The earlier we change the medical education from this kind of Cartesian reductionist, disease-centred and oragn-based education to the holistic patient centred but community-based education, the better for mankind. Be warned, as otherwise, what happened recently in Israel when doctors went on strike would be universally happening! It would be a futile drain on the economy of a country like India, although it might control our population burden a lot. Let us learn from others’ experience. When doctors went on strike in Israel recently, in Los Angeles county years ago and in Saskatchewan decades ago, death and disability rates significantly came down only to go up when doctors came back to work in full strength. Even our misconception that better doctor-patient ratio would make society healthier, has been proven wrong in a six country study in Europe and Asia. Up until recently I was under the impression that acute emergencies like trauma, our modern quick-fixes are wonderful. This was changed after I had a look at the audit of per capita death in seriously wounded soldiers in the Vietnam and Falklands wars. Whereas the Americans had the best five-star hospital in Saigon minutes away from the war theatre, the British did not have that luxury. Some of the wounded soldiers were left in snow(thank God for that) for as long as twelve to twenty-four hours, in Falklands. The audit shows that the per capita death in Falklands was almost half that in Vietnam. There are good physiological reasons for this but space does not permit me to go into the subtleties. I have written about the heroic surgeons elsewhere. The hero in the drama was the poor patient who offered himself for such adventure!

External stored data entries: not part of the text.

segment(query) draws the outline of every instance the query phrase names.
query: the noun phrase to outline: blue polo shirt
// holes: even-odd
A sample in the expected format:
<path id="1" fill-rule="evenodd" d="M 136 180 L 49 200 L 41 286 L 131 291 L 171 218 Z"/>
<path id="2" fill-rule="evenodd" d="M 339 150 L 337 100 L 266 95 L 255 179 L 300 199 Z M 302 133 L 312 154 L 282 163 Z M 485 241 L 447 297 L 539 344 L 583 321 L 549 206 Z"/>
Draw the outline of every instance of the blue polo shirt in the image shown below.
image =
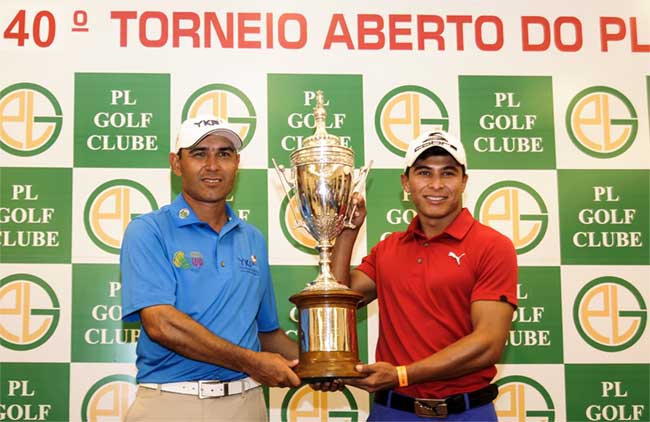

Things are changing for the better in the west. Many medical schools in the US and a good many in other European countries teach spirituality and stress management as a part of the curriculum. Problem based community learning is also in order there. Complementary systems are taught in many of those schools, while in India, its birth place, the king of medical sciences, Ayurveda, can not be legally taught in a conventional medical school even today. We are deep down in the license Raj even in medical education. Naturally, corruption rules the roost in any control Raj. When America had strict prohibition, powerful crafty people used to supply the best European whisky all over the country, controlled from the central Stork Club in Washington DC, where on one side, the who is who of America dined, while at the rear side the underworld empire ran bootlegging from Buffalo to New Mexico! Human beings, whether in the Castle or cottage, are governed by the same emotions and passions. Modern technological quick-fixes can not work in a dynamic human system. H.L.Mencken wrote years ago: “For every complex problem there is a solution that is simple, neat and wrong.”

How true?





“…. but they (physicians) cure the body with the mind, and the mind which has become and is sick can cure nothing.”